Intel’s Virtualization Technology (VT) integrates hardware-level virtualization hooks that allow
operating system vendors to better utilize the hardware for virtualization workloads.
DDR3 Registered Memory with Active Memory Protection
The HX5 uses registered double data rate III (DDR3) VLP (very-low-profile) DIMMs and provides
Active Memory features, including advanced Chipkill memory protection, for up to 16X better
error correction than standard ECC memory. In addition to offering triple the memory
bandwidth of DDR2 or fully-buffered memory, DDR3 memory also uses less energy. DDR2
memory already offered up to 37% lower energy use than fully buffered memory. Now, a
generation later, DDR3 memory is even more efficient, using 10-15% less energy than DDR2
memory.
The HX5 supports up to 128GB of memory in 16 DIMM slots. Redesign in the architecture of the
Xeon 7500 series processors bring radical changes in the way memory works in these servers.
For example, the 7500 series processors integrate 2 memory controllers inside each
processor, resulting in four memory controllers in a two-socket system. Each memory controller
has four memory channels, one per pair of DIMMs. Depending on the type of memory,
population of memory, and processor model, the memory may be clocked at 978MHz or
800MHz.
Redesign in the architecture of the x7500 series processors bring radical changes in the way
memory works in these servers. For example, the Xeon 7500 series processors integrate two
memory controllers inside each processor, resulting in four memory controllers in a two-
socket system. Each processor has four memory channels.

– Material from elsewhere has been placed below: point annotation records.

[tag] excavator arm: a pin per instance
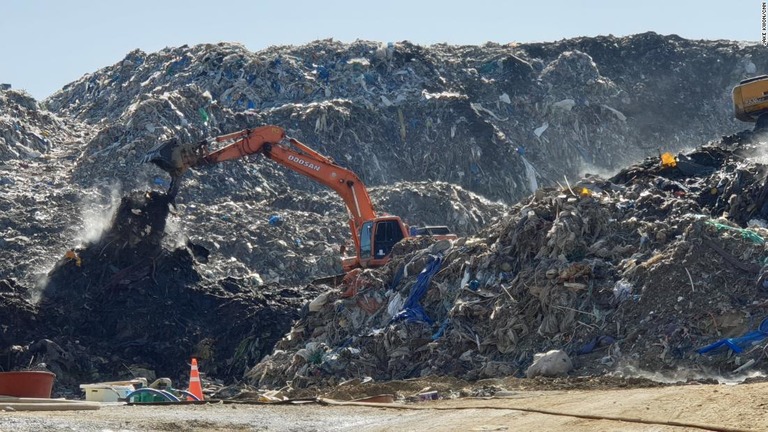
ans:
(271, 141)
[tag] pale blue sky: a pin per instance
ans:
(49, 43)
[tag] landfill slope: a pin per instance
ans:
(442, 135)
(498, 120)
(134, 301)
(633, 273)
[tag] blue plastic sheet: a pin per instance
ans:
(412, 310)
(736, 344)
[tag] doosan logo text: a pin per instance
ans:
(309, 165)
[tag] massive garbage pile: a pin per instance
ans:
(444, 134)
(640, 270)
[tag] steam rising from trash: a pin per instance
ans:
(684, 375)
(97, 211)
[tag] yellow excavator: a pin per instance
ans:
(750, 101)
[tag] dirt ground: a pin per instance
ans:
(674, 408)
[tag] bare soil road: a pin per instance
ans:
(674, 408)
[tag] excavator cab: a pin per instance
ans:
(378, 237)
(750, 101)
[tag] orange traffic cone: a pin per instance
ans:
(194, 381)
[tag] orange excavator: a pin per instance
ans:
(373, 235)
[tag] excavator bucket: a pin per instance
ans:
(175, 158)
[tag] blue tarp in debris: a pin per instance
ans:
(736, 344)
(412, 310)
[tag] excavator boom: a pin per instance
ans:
(373, 236)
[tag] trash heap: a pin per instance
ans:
(498, 120)
(642, 269)
(134, 302)
(27, 131)
(442, 135)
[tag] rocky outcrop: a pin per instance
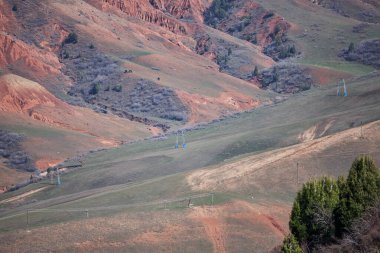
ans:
(247, 20)
(20, 95)
(11, 152)
(367, 52)
(285, 78)
(21, 56)
(157, 12)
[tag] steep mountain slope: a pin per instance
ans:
(364, 10)
(83, 75)
(29, 109)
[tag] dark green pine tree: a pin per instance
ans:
(290, 245)
(311, 219)
(360, 191)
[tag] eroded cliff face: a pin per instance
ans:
(23, 57)
(170, 14)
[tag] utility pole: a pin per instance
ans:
(27, 219)
(361, 130)
(297, 174)
(58, 178)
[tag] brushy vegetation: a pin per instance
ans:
(72, 38)
(217, 11)
(325, 209)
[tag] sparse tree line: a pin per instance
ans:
(325, 209)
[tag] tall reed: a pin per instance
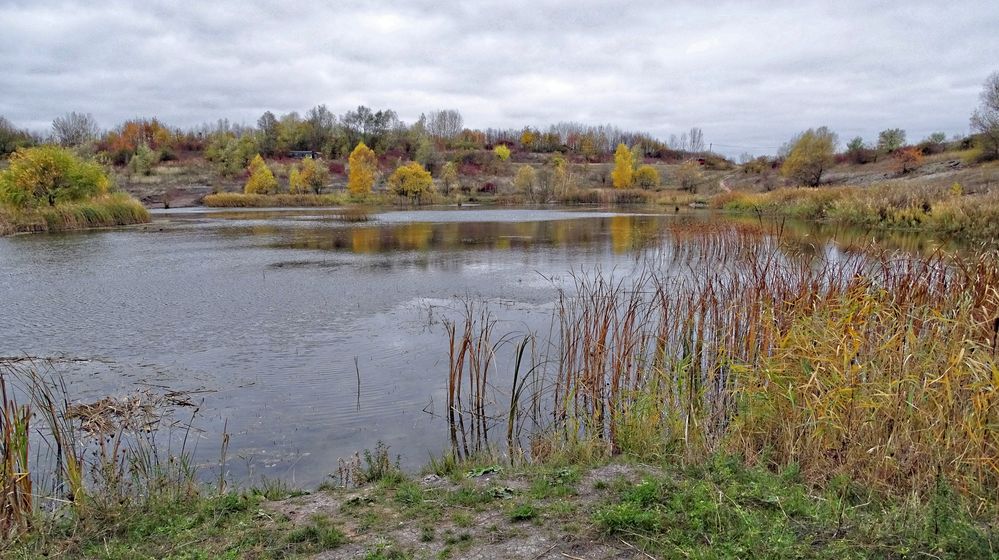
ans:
(878, 366)
(97, 459)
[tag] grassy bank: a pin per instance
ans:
(873, 366)
(105, 211)
(570, 197)
(889, 205)
(241, 200)
(789, 403)
(618, 509)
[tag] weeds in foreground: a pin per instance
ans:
(723, 510)
(874, 366)
(105, 211)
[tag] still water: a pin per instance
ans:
(271, 317)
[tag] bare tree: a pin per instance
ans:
(985, 119)
(696, 140)
(74, 129)
(444, 124)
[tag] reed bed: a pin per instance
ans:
(241, 200)
(96, 461)
(889, 205)
(876, 366)
(105, 211)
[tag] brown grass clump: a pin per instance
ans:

Note: If only one processor is installed, only eight DIMM slots (up to 64GB) can be used. There
are two ways to expand memory beyond 8 DIMMs. Adding a second processor not only doubles
the amount of memory available for use, but also doubles the number of memory controllers,
thus doubling the system memory bandwidth. If you add a second processor, but no additional
memory for the second processor, the second processor has to access the memory from the first
processor “remotely,” resulting in longer latencies and lower performance. The latency to access
remote memory is almost 75% higher than local memory access. So, the goal should be to
always populate both processors with memory.

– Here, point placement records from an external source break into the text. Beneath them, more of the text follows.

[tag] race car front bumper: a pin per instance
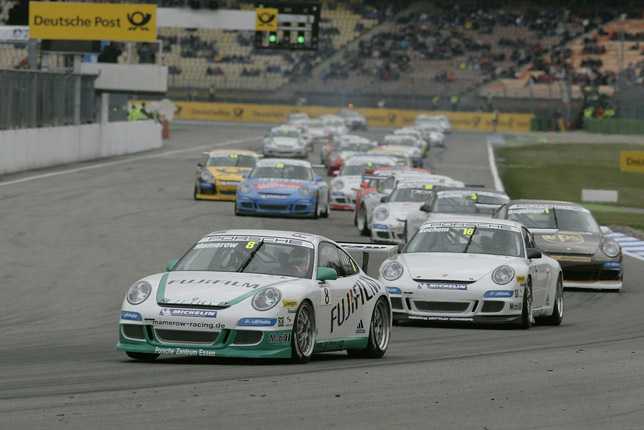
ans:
(384, 233)
(304, 206)
(599, 275)
(252, 343)
(341, 201)
(223, 190)
(456, 302)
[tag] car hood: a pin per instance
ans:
(212, 288)
(566, 242)
(286, 142)
(400, 209)
(228, 173)
(439, 266)
(279, 186)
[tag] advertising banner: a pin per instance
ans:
(92, 21)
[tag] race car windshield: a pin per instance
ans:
(249, 256)
(360, 169)
(469, 239)
(282, 171)
(409, 195)
(236, 160)
(454, 203)
(284, 133)
(554, 218)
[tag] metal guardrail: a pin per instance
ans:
(30, 99)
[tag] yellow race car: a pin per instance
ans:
(219, 175)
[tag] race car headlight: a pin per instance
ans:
(206, 176)
(245, 187)
(139, 292)
(381, 214)
(266, 299)
(611, 248)
(306, 190)
(502, 275)
(392, 270)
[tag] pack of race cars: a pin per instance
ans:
(439, 251)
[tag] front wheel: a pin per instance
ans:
(557, 310)
(379, 332)
(303, 341)
(142, 356)
(526, 314)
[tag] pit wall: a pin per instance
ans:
(36, 148)
(376, 117)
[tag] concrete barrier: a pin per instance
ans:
(36, 148)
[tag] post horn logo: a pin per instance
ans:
(138, 20)
(266, 18)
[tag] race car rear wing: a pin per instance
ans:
(369, 255)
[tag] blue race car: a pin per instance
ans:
(283, 187)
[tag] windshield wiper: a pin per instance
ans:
(250, 257)
(469, 241)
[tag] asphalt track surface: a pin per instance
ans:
(74, 238)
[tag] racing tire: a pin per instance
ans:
(557, 310)
(303, 339)
(526, 313)
(142, 356)
(379, 332)
(363, 225)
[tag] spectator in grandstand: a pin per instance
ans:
(146, 54)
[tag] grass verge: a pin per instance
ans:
(561, 171)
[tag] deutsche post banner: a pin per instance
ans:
(92, 21)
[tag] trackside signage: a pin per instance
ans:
(632, 161)
(92, 21)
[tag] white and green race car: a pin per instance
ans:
(259, 293)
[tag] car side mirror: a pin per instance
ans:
(533, 253)
(326, 274)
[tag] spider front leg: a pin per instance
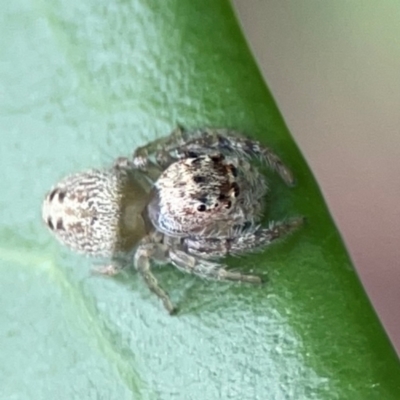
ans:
(160, 147)
(208, 269)
(243, 239)
(146, 252)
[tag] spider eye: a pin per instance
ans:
(198, 179)
(201, 208)
(233, 170)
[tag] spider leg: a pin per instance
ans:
(244, 239)
(234, 142)
(147, 251)
(150, 170)
(175, 139)
(207, 269)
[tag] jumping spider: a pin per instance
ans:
(199, 200)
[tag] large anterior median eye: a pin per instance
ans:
(201, 208)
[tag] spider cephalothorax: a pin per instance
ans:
(200, 200)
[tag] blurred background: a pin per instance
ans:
(334, 70)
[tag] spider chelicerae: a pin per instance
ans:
(188, 199)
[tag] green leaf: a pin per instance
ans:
(87, 81)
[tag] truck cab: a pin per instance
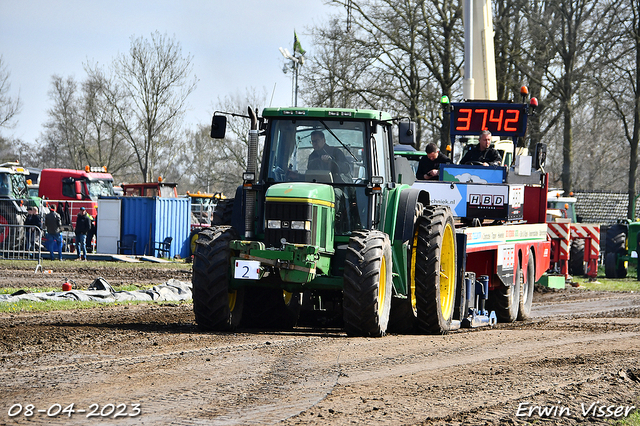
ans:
(72, 189)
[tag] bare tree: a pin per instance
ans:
(400, 56)
(217, 165)
(9, 107)
(64, 128)
(579, 39)
(621, 83)
(148, 91)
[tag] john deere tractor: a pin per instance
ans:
(326, 232)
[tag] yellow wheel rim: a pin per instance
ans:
(412, 277)
(447, 272)
(383, 286)
(233, 295)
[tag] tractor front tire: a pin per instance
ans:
(368, 283)
(527, 284)
(434, 270)
(216, 307)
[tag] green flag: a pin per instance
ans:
(296, 45)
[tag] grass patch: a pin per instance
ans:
(49, 305)
(11, 290)
(69, 264)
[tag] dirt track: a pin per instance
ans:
(579, 349)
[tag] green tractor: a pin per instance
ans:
(322, 230)
(620, 240)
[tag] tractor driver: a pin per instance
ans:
(326, 157)
(482, 153)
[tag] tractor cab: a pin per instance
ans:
(347, 150)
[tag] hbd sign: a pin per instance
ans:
(490, 203)
(486, 200)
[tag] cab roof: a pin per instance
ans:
(363, 114)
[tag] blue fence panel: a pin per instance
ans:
(152, 219)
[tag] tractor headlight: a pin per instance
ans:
(274, 224)
(301, 224)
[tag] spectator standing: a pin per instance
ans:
(83, 226)
(33, 235)
(429, 166)
(53, 223)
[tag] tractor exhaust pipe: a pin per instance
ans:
(250, 176)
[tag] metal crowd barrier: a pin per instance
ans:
(21, 242)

Alternatively, you can add a MAX5 memory expansion blade, containing 24 more DIMM slots
with up to 192GB of memory. This offers up to 32 DIMMs and 256GB of memory with only a
single processor. Adding the second processor allows the use of 8 more DIMM slots inside the
HX5 and a grand total of 40 DIMMs and 320GB of memory in a double-wide (60mm) blade
server. Expanding further, 2 HX5 server blades and 2 MAX5 memory blades can create one 4-
socket, 640GB powerhouse in a 4-wide blade server.
Notes: DIMMs must be installed in matching pairs. Also, each CPU requires at least 2 DIMMs. It
is important to ensure that all memory channels in each processor are populated. The relative
memory bandwidth decreases as the number of channels populated decreases. This is because
the bandwidth of all the memory channels is utilized to support the capability of the processor.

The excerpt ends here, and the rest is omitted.